わたしにふれてくるひとは、だからきっと、あなたじゃない。
だってあなたのくちびるの温度も、感触も、知らない。
目を閉じるとすべてが消える。
わたしが知っているあなたも、わたしが知っている世界も。
あなたはわたしがまぶたをおろしているうちに魔法の粉をふりかけて、跡形もなく消してしまう。
だからわたし、けっして目を開けない。
わたしが知っているあなたは、こんなことしないもの。
わたしが知っているあなたとは、こんなことしないもの。
わたしのくちびるをついばんで、わたしの舌をもてあそぶのは、あなたのはずがないもの。

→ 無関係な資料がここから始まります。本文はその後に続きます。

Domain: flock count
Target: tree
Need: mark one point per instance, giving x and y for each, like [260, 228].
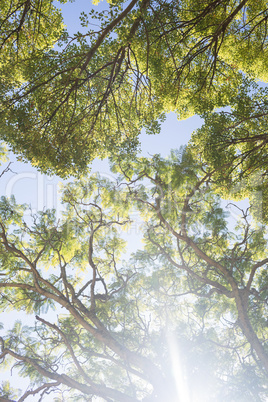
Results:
[233, 142]
[197, 285]
[91, 95]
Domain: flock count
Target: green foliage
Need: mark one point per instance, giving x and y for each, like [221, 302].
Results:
[196, 293]
[233, 143]
[90, 95]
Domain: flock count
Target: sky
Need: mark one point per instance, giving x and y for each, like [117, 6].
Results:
[42, 191]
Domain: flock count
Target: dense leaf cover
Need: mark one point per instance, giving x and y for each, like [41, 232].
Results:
[66, 100]
[182, 316]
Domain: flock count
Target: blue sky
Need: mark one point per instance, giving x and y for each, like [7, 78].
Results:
[41, 191]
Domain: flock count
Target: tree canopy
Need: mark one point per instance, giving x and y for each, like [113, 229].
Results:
[67, 100]
[182, 316]
[198, 286]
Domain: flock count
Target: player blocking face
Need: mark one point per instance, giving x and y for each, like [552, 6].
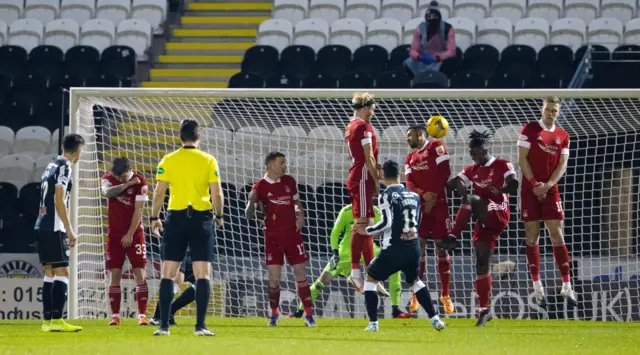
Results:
[277, 194]
[126, 192]
[493, 180]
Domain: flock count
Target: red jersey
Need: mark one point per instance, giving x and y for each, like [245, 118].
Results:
[493, 173]
[427, 170]
[277, 197]
[545, 147]
[121, 207]
[358, 133]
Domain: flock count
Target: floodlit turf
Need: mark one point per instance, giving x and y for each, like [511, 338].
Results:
[332, 336]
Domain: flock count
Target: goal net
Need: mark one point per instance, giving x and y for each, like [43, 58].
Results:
[600, 191]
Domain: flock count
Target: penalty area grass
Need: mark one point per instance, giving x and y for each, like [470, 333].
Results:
[332, 336]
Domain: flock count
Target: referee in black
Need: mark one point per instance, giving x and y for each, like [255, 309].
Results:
[196, 203]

そう、すぐに目を閉じてしまうのは、あなたを受け入れるためじゃない。
だんだん、とろとろと眠くなってくる。
あなたじゃない誰かの肩に、わたしのからだはもたれかかる。
甘えるような声を出すのは、よりかかるのは、わたしじゃない。
この一瞬だけさようなら、わたしの日常。
合歓の花粉がわたしに落ちかかる。
眠りにつく夕暮れの合歓みたいに、わたしのからだは誰かのもとへ、ゆっくりゆっくり落ちていく。